Arts and Entertainment
|Collecting art? Take Halima Taha’s advice: Go for what you like|
|Gathering works an ‘opportunity for self-discovery’|
|Published Thursday, April 5, 2018 9:36 am|
Collecting art doesn’t require training.
|PHOTO | ASHLEY MAHONEY|
|Art collector Halima Taha spoke at the Harvey B. Gantt Center recently on collecting as a means of “self-discovery” of experiences people want in their lives on a permanent basis.|
Halima Taha recently spoke at the Harvey B. Gantt Center on the topic, where she addressed aspiring artists, students as well as seasoned collectors. She shared insights she first penned two decades ago in her ground breaking book “Collecting African American Art: Works on Paper and Canvas.”
“Collecting is a basic part of the human personality,” Taha said. “Many of us begin collecting by starting with books and coins and stamps and posters and Matchbox cars, and we do so without much advice or training, but somehow we feel that collecting art is a full-time affair, and it’s really not.”
Taha advocates collecting as a path for what she calls “self-discovery.”
“It’s a great opportunity for self-discovery through looking at art, reading, speaking to artists, meeting art professionals, going to museums, going to galleries,” Taha said. “In that process, it’s a great opportunity for self-discovery about oneself, other people and the world in which we live.”

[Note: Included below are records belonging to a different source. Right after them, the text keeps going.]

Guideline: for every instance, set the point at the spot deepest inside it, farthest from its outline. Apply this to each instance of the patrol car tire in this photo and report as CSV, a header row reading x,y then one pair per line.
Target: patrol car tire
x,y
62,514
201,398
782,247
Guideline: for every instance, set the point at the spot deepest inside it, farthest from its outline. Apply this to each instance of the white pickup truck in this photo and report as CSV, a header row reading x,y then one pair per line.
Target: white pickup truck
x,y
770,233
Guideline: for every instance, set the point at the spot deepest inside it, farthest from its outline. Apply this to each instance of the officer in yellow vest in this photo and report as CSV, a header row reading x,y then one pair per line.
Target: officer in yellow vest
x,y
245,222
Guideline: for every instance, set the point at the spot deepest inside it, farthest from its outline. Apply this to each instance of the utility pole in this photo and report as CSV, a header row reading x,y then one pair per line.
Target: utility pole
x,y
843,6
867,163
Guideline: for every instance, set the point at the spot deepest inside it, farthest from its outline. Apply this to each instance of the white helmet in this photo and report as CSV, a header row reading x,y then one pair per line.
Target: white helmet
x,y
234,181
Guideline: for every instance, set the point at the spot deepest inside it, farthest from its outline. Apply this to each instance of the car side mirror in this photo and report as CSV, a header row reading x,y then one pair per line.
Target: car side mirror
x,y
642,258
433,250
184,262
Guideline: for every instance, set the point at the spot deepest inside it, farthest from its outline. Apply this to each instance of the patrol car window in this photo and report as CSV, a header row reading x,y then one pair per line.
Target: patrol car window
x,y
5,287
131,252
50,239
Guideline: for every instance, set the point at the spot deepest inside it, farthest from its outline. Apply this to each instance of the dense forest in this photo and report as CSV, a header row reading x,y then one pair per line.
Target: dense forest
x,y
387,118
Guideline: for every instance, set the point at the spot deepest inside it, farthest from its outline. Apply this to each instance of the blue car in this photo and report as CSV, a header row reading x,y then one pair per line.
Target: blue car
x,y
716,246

She explained how the stimulation of the experience becomes something that people want in their lives on a permanent basis, rather than as an isolated memory, thus the decision to begin acquiring works.
“In that process, people generally decide that they want to acquire a part of that experience,” Taha said. “It usually manifests in collecting works on paper, inclusive of prints or photography, or works on canvas or sculpture, or even textile works.”
Each collection has its own definitive qualities, which inevitably evolve, but the best place to start is with pieces you like, not with what you think you should like.
“When people begin collecting, they usually start, and I always encourage people to stay in this place, of collecting what they like,” Taha said. “It’s important to collect what you like, because we are all as unique as our individual fingerprints. Our collections reflect that individual, unique qualities that make our homes our own. They also enable us when we share collections as collectors to institutions as they travel, it allows other people to gain insight into a whole different perspective and sensibility.”